As you want to launch a telescope, I assume that it should (at least) reach a low earth orbit, otherwise it re-enters quickly and the mission lasts just some minutes. With conventional rockets, there is a physical limit on the dry mass to fuel ratio, given by the rocket equation.
$$m_{total} = m_{dry\,mass} \exp\left(\frac{8km/s}{v_{exhaust}}\right)$$
The best chemical propellants reach an exhaust velocity of about 4km/s, therefore the exponential is about e2 or ~7. However, this does not account for atmospheric drag and the required time of the acceleration - both increase the number of 8km/s, which increases the required ratio exponentially. In addition, it does not take into account that the payload is just a small fraction of the dry mass. Staging can improve this ratio a bit, but it cannot avoid the physical limits of the whole design.

Compare it with real rockets:

The space shuttle could launch about 25 tons into low earth orbit, but required a total mass of 1500 tons -> ratio 1/60. However, that reusable shuttle was not really ideal in terms of "payload to orbit"
The Saturn V was bigger, and with a better ratio: 120 tons payload, 2800 tons total mass -> ratio 1/23
Soyuz-U: 7 tons payload, 313 tons total mass -> ratio 1/45
As you need some systems regardless of size, smaller rockets tend to have a worse ratio. Let's look at commercial rockets:
Falcon 1 (21m height, 1.7m diameter) can launch 0.7 tons with a total mass of 39 tons (1/56), the bigger Falcon 9 with 10,5 tons / 333 tons (1/32) is better.
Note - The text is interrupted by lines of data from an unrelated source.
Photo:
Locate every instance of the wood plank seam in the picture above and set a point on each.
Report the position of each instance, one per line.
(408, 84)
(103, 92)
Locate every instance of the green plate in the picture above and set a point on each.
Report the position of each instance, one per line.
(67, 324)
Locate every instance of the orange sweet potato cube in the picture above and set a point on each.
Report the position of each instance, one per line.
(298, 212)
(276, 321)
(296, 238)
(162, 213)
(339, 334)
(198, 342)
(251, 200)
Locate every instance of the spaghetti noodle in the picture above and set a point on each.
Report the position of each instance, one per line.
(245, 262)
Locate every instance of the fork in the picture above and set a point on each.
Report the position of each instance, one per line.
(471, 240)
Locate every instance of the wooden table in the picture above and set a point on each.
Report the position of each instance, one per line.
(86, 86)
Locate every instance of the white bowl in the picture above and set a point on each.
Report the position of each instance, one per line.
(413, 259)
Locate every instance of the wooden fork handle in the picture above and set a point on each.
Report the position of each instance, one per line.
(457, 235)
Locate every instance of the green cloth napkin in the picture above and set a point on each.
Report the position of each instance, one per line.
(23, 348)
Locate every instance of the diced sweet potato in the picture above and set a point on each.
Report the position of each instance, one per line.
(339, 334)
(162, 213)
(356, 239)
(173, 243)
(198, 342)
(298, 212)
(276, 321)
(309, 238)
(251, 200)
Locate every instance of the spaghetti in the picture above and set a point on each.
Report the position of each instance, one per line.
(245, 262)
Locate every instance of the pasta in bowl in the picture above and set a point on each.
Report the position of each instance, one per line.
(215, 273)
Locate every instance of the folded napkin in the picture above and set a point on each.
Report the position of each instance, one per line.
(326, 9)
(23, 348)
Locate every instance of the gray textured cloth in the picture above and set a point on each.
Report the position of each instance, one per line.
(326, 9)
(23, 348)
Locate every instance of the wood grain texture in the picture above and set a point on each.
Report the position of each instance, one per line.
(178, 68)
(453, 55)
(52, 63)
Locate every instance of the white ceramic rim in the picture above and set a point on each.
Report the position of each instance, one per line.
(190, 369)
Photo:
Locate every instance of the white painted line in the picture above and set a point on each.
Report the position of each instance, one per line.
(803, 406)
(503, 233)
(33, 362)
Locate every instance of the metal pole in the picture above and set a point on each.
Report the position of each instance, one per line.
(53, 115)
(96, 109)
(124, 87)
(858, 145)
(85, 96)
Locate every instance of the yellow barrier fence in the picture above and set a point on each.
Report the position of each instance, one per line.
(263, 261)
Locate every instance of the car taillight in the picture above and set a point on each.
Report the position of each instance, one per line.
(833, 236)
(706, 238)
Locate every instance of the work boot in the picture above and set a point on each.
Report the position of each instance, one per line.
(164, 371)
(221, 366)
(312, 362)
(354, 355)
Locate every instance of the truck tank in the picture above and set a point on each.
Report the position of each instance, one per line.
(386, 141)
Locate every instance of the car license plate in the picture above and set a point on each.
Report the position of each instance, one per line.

Falcon heavy: 53 tons / 1400 tons (1/26)

15. Jul 22, 2012

### BobMarly

I've heard it stated that the most expensive part of a launch is the first 2 inches!

16. Jul 22, 2012

### surajt88

17. Jul 22, 2012

### BobMarly

That was just a qoute I heard during an interview ten or twenty years ago. If you're looking for more info, dare I say Google It!

18. Jul 22, 2012

### Staff: Mentor

In terms of required fuel... well, yes, the "fuel per distance" ratio decreases with velocity, and the initial velocity is 0 for conventional rocket launches (=all rocket launches up to now). But this does not mean that lifting the rocket by 2 inches would help in any way. Accelerating it to something like 500m/s or more would indeed help.

19. Jul 22, 2012

### krd

I think what that means is getting it 2 inches off the ground without it malfunctioning and exploding is the most expensive part of the launch.

20. Jul 27, 2012

### surajt88

Couldn't get anything by googling the first time around. It also seems logical that the cost of fuel and safety would be very high for the initial part of the launch. What I wanted was data resembling breakup of amount of fuel required as the rocket gets higher or something like that.